Words That Make People Grumpy

fingernails, blackboard

photo (cropped): redpangolins, creative commons license

Every reader—writers, too—have certain words that sound to them like fingernails on a blackboard. I have a thing against “hopefully,” though that’s a losing battle. I don’t like alright—the phrase is “all right already”—and I’m not a fan of the singular “they.” Most times making the antecedent plural fixes it:

NOT: The patient should fill out their own forms.
BUT: Patients should fill out their own forms.

That is to say, if you find “his/her” and “s/he” and their spawn hopelessly awkward, I agree.

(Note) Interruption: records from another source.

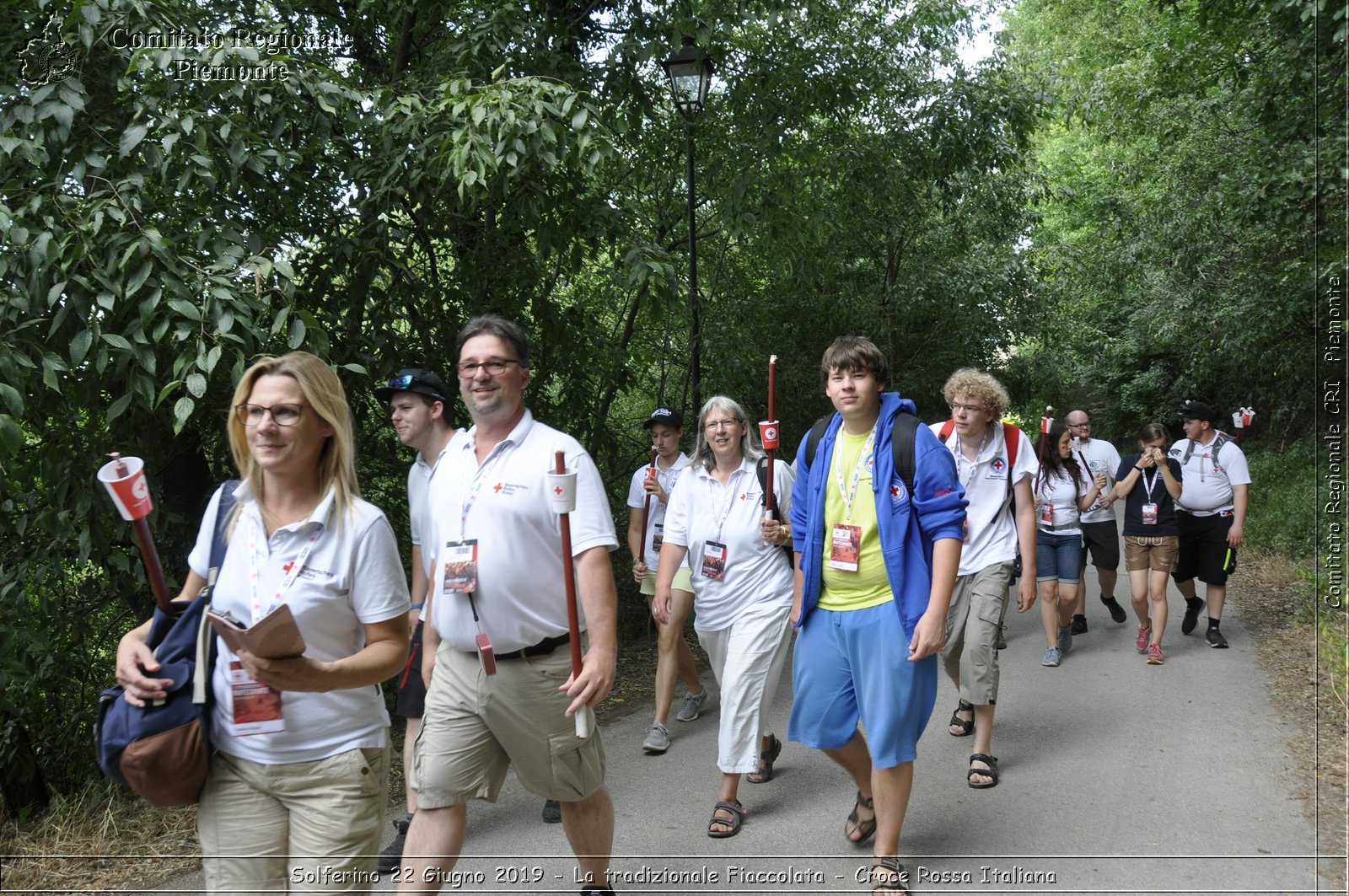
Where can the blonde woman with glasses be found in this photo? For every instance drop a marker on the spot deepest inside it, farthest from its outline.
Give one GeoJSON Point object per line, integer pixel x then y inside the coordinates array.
{"type": "Point", "coordinates": [294, 797]}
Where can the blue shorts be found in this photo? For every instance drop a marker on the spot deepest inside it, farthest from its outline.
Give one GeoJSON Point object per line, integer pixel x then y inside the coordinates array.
{"type": "Point", "coordinates": [1058, 557]}
{"type": "Point", "coordinates": [853, 664]}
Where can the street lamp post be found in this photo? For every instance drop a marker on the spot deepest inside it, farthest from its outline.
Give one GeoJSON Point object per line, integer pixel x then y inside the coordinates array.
{"type": "Point", "coordinates": [690, 73]}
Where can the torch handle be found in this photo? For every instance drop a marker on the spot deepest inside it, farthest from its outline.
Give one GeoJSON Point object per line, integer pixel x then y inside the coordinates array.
{"type": "Point", "coordinates": [573, 624]}
{"type": "Point", "coordinates": [154, 570]}
{"type": "Point", "coordinates": [647, 516]}
{"type": "Point", "coordinates": [772, 415]}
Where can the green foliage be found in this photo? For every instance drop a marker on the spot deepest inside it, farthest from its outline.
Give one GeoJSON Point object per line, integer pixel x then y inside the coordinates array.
{"type": "Point", "coordinates": [1283, 500]}
{"type": "Point", "coordinates": [161, 229]}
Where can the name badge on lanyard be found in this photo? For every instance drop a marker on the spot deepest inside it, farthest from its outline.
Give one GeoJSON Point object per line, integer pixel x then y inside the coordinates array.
{"type": "Point", "coordinates": [460, 567]}
{"type": "Point", "coordinates": [846, 547]}
{"type": "Point", "coordinates": [714, 561]}
{"type": "Point", "coordinates": [256, 707]}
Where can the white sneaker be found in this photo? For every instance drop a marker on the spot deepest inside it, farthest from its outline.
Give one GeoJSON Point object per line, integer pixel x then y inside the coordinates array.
{"type": "Point", "coordinates": [692, 706]}
{"type": "Point", "coordinates": [658, 738]}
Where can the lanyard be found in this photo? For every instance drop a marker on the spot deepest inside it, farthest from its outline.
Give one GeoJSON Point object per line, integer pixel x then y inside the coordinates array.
{"type": "Point", "coordinates": [850, 494]}
{"type": "Point", "coordinates": [476, 486]}
{"type": "Point", "coordinates": [1148, 485]}
{"type": "Point", "coordinates": [721, 514]}
{"type": "Point", "coordinates": [289, 574]}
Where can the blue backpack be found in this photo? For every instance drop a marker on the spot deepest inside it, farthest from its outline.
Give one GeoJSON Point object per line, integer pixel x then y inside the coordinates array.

Rebecca Gowers in The Guardian has compiled “An A-Z of horrible words,” and I’m happy to find both alright and hopefully in it. On my own mental list of horribles, I can usually identify which grammar zealot burdened me with carrying their torch. Some examples: “under way” is two words, not one; don’t use “over” when you mean “more than”; “presently” means “soon,” not “at present”; use “whether” not “if” when “whether” is meant. And so many, many more.

Gowers’s article isn’t just another listsicle. She explains her prejudices, how the words came to be, and provides amusing sidelights (that would be a “compound”). The entry for “euphemisms” is especially enlightening.

Under “finally,” I discovered I ran afoul of this one just yesterday, using it to mean “at last,” rather than “for the last time.” Oops. Fingernails and a screeching blackboard for some irritated reader. Fixed.

Take a peek at Gowers’s list and tell me what Really Important pet word peeves of yours she overlooked!

4 thoughts on “Words That Make People Grumpy

  1. Great article. I agree with all of Vicki’s and Gowers’s observations. Some other things that bother me: “comprised of” instead of “composed of” or “comprising”; alot; “lay” instead of “lie” (e.g., “The cat was laying on the rug.”); using a “would have” expression instead of the past perfect tense (e.g. “If I would have known you were coming, I would have baked a cake” instead of “If I had known you were coming, I would have baked a cake.”); inflated words: functionality; operationalize; utilize; I could go on and on. These things jump out at me, and I enjoyed editing them out of bureaucratic writing in state agencies for many years.